Books, Life Related

It’s that time of the year, right?

Every week my friend Chuck posts a list of blog posts that have caught his eye. Some posts really catch my eye, some don’t really. C’est la vie, or something like that. This past Saturday there was a post by J. Eric Smith listing 100 books that meant something/had shaped him. And because it’s time for graduation and passing along of Advice For Life blah blah blah, I thought it might be an interesting exercize to do the same. I didn’t do 100 books because that feels like diluting their importance somewhat.

The books recommended are ones that have in some way changed my life. They range from children’s books to more adult fare; some were recommended to me and others were discovered on my own. A few are out of print, but if you can find copies it’s worth it; one author is problematic and I’ve chosen not to link to those books but you can do as you wish. And obviously there’s the professional obligation to do Reader’s Advisory where ever and whenever I can.

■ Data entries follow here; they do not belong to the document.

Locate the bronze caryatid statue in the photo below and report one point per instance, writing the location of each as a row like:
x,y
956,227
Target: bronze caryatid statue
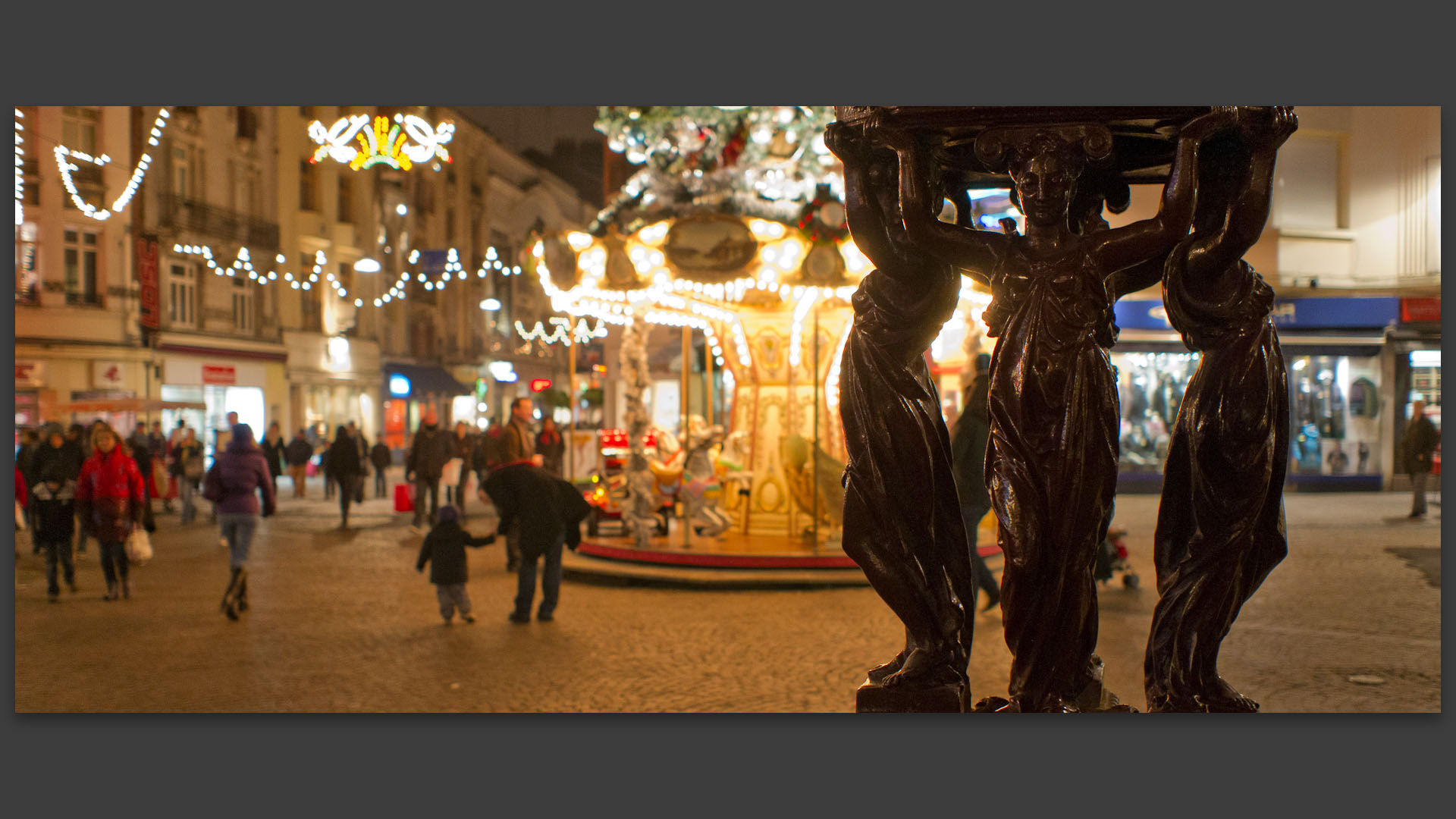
x,y
1220,521
902,521
1052,463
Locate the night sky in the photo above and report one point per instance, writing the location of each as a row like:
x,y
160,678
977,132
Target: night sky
x,y
538,126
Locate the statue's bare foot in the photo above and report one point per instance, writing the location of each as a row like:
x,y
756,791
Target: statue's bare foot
x,y
925,670
1218,697
878,673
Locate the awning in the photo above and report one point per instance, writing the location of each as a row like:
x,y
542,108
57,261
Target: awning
x,y
422,381
124,406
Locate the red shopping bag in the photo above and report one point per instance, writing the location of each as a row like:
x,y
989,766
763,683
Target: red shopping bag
x,y
403,497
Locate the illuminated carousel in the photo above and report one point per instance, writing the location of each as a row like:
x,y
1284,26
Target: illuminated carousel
x,y
733,229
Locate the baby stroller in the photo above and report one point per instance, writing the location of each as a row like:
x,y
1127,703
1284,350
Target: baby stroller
x,y
1112,558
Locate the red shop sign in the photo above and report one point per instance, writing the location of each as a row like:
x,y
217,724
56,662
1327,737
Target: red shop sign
x,y
218,375
147,278
1420,309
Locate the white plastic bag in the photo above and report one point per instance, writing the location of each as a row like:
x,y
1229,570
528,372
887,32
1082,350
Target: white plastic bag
x,y
139,547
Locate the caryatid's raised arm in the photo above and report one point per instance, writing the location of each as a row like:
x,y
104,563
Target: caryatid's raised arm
x,y
1128,245
1263,133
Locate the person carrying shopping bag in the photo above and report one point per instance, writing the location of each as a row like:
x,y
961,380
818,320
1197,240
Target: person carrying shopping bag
x,y
109,499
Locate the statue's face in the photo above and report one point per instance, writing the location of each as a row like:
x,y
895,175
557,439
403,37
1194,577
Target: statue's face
x,y
1044,187
884,186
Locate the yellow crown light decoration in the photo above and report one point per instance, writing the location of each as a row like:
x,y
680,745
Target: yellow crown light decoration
x,y
400,143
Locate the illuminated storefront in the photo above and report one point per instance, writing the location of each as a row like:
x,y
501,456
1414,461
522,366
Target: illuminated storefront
x,y
1335,354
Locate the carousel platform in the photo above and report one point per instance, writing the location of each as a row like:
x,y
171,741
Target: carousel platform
x,y
730,561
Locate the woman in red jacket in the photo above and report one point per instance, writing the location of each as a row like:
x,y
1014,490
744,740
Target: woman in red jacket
x,y
108,496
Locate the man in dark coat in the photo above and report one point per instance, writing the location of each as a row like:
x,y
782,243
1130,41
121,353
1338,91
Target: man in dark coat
x,y
297,453
273,453
425,463
968,442
1420,444
444,551
546,513
381,458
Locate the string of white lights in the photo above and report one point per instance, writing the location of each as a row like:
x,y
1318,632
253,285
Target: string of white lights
x,y
63,161
19,169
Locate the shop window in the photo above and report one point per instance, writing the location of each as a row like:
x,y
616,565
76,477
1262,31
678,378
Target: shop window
x,y
27,268
82,284
308,186
182,295
79,129
346,200
1334,404
245,306
1150,388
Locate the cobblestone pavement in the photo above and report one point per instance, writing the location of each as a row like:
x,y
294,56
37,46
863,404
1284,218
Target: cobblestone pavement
x,y
341,621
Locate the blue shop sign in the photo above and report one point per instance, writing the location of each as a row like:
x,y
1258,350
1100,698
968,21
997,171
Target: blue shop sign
x,y
1335,312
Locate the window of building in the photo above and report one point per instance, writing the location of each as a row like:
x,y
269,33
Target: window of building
x,y
27,271
346,199
1307,181
308,187
245,306
182,295
82,279
79,129
181,174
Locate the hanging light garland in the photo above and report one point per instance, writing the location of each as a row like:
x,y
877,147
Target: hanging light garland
x,y
63,161
564,331
19,169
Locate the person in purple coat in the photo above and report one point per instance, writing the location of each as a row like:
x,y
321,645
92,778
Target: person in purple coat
x,y
237,474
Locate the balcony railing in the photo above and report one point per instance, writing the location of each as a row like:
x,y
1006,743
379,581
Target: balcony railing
x,y
218,222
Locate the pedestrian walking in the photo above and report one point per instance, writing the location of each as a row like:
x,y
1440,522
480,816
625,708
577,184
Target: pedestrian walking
x,y
381,458
53,497
424,465
77,449
968,442
187,469
363,447
273,447
551,447
444,551
25,463
519,447
299,452
546,515
234,484
462,449
1420,444
109,499
139,447
346,466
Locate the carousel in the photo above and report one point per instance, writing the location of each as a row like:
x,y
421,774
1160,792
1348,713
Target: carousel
x,y
733,242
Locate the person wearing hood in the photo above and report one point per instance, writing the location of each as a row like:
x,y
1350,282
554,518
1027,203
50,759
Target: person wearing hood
x,y
108,497
74,455
424,465
444,551
237,475
344,466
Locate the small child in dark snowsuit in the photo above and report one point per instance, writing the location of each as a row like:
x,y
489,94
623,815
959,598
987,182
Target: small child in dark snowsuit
x,y
444,550
55,503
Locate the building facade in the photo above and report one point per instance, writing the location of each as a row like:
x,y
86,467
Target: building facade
x,y
287,287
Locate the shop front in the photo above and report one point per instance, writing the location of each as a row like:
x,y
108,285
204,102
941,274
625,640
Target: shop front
x,y
410,394
248,382
1335,357
331,382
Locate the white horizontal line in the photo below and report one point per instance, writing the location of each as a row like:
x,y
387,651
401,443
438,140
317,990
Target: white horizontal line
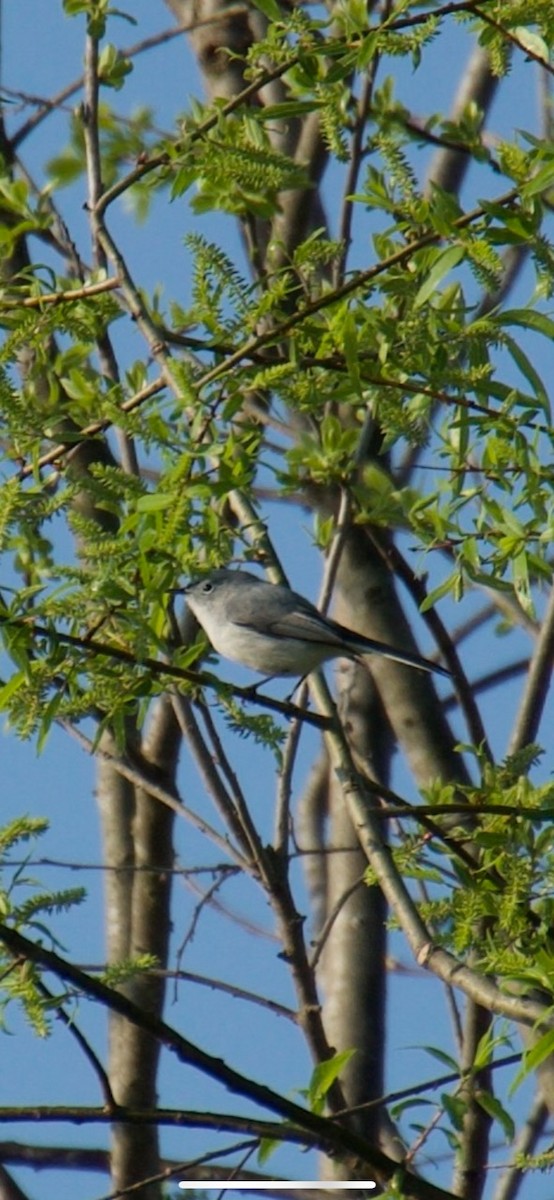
x,y
277,1186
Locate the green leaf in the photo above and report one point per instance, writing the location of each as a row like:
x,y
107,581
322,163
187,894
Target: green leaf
x,y
324,1077
533,1059
492,1105
270,9
155,503
531,42
445,262
8,689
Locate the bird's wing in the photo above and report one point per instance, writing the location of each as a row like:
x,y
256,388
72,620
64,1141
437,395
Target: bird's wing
x,y
287,615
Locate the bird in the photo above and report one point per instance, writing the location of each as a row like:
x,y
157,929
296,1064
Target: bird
x,y
276,631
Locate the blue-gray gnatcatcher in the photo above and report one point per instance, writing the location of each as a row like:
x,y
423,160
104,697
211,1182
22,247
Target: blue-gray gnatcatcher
x,y
276,631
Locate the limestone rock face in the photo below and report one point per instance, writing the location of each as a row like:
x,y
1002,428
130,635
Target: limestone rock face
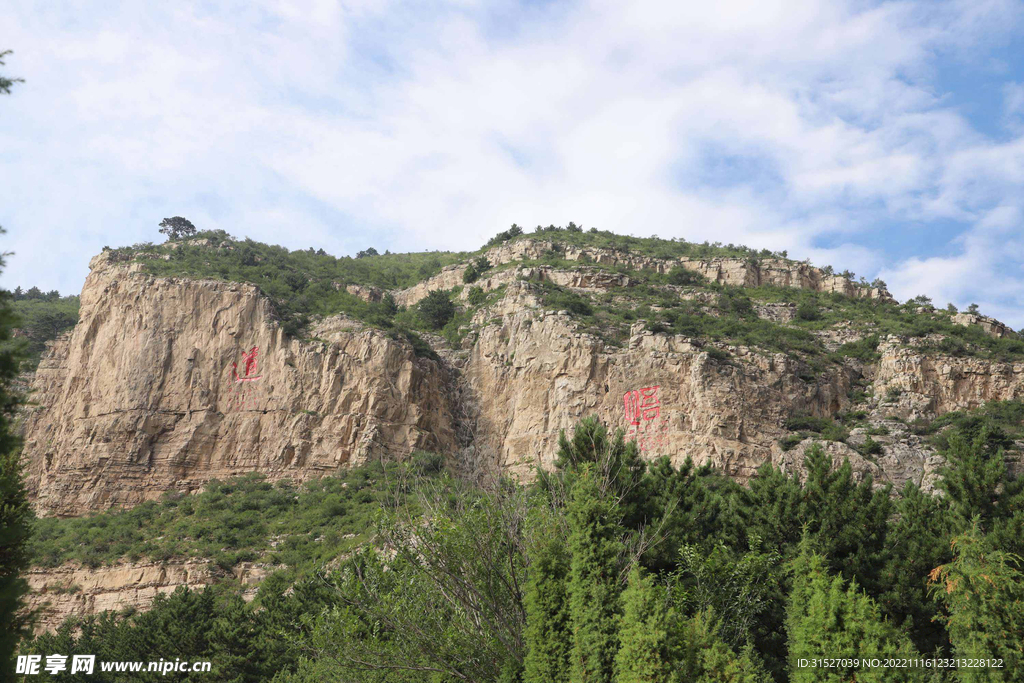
x,y
740,272
76,591
992,327
532,374
167,383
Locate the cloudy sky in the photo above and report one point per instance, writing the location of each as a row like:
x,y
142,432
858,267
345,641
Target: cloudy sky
x,y
885,137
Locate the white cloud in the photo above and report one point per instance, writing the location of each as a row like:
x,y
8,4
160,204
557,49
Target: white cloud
x,y
421,126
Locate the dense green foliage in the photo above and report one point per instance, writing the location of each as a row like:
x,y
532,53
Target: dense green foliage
x,y
608,568
15,515
42,317
301,283
230,521
310,283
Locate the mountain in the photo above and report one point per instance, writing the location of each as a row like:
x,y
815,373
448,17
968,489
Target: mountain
x,y
211,357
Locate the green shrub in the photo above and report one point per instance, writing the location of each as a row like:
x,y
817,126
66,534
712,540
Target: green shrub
x,y
685,276
476,296
869,447
437,308
808,310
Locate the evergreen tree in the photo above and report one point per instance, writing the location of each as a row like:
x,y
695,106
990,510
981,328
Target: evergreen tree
x,y
689,506
983,591
705,657
437,308
593,590
547,634
847,520
177,227
828,617
15,515
644,654
616,465
919,541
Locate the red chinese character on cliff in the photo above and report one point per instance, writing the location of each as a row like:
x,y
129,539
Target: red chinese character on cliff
x,y
642,404
641,408
248,367
242,395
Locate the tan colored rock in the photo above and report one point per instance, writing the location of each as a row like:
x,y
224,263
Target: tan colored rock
x,y
72,590
930,385
366,292
990,326
531,374
736,271
141,396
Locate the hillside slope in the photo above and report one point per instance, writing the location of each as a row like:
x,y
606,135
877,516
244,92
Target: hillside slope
x,y
175,375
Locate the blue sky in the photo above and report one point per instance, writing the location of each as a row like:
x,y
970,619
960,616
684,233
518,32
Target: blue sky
x,y
884,137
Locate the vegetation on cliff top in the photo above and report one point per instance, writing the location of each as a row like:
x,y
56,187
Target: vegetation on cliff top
x,y
42,317
305,284
609,568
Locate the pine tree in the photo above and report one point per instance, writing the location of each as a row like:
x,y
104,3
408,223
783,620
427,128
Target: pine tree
x,y
644,654
15,515
547,634
828,617
983,591
919,541
593,590
704,657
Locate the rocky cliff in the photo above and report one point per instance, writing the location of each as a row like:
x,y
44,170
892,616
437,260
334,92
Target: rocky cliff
x,y
169,382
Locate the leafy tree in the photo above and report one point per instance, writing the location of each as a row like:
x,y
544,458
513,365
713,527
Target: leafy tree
x,y
437,308
828,617
390,305
593,590
645,651
983,591
177,227
979,487
615,464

Audrey Rose by Frank de Fellita
Brideshead Revisited by Evelyn Waugh
The Chalet School (series) by Elinor M. Brent-Dyer
The Children’s Book by A.S. Byatt
The Chronicles of Narnia by C.S. Lewis
Dead Air by Iain Banks
Deptford Trilogy by Robertson Davies
The Dinner by Herman Koch
England, England by Julian Barnes
Espedair Street by Iain Banks
Gaudy Night by Dorothy Sayers
The Heaven Tree Trilogy by Edith Parteger
In Pursuit of Wisdom by Abraham Kaplan
Judas Child by Carol O’Connell
Mallory Towers (series) by Enid Blyton
Mistress of Mellyn by Victoria Holt
Mists of Avalon by Marion Zimmer Bradley
Munro Leaf’s Fun Book (actually several books, including How to Behave and Why)
Lord Foul’s Bane by Stephen Donaldson
Night by Elie Weisel
Perelandra by C.S. Lewis
Possession by A. S. Byatt
The Preppy Handbook / The JAP Handbook
RIchard Halliburton’s Complete Book of Marvels
The Saturdays by Elizabeth Enright
The Secret History by Donna Tartt
Spring Snow by Yukio Mishima
Thendara House by Marion Zimmer Bradley
Wuthering Heights by Emily Bronte

Goodnight Moon by Margaret Wise Brown, which is not only the book I turn to when I’m feeling sick, but years ago my uncle read the book into a tape recorder so someone could read it to me when I felt ill. Of course, somewhere in all the moves and format changes, that cassette got lost.

Oh, the links? To or Blackwell’s and I have no affiliate linkage with them, but honestly, supporting an independent bookseller is way cooler than supporting that other company.